Your password is stored using a one-way hashing algorithm, called bcrypt, with a random salt.
API keys and secrets
Your API keys and secrets are stored encrypted, with a random salt.
The token used in workspace sharing links is also stored encrypted, with a random salt.
There are a number of options for storing your workspace data (the JSON representation), each of which has a different balance between security and usability.
How is data stored by default?
Your workspaces are stored on our servers using AES encryption with a 128-bit key, a random salt and a passphrase that resides on the server. A small quantity of metadata (workspace name, description and a low resolution thumbnail) is stored unencrypted to make rendering your dashboard page easier.

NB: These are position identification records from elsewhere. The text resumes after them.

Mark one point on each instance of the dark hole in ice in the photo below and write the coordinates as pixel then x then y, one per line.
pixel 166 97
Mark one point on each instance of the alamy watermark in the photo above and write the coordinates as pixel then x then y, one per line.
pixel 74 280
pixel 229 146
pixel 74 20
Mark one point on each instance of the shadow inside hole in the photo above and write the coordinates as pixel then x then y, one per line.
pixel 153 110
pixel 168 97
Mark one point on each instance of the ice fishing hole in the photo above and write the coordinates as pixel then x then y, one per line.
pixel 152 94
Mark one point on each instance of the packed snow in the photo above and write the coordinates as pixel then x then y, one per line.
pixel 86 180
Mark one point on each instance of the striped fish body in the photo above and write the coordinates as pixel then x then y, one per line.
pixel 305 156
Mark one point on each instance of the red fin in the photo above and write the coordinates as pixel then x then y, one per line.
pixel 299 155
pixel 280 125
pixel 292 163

If applicable, the full resolution image versions of your software architecture diagrams are stored as non-public objects using AES-256 encryption in Amazon S3. These are used for the image embed feature.
Can I encrypt my own data?
For additional peace of mind, we support client-side encryption on paid plans.
Can I use Structurizr without uploading my software architecture model to the cloud?
Structurizr is deployed onto Pivotal Web Services Cloud Foundry, which is itself hosted on Amazon EC2 in US-East-1. You can find more information on the Pivotal Web Services Knowledge Base.
Data is stored in Amazon RDS and S3, which is also hosted in US-East-1.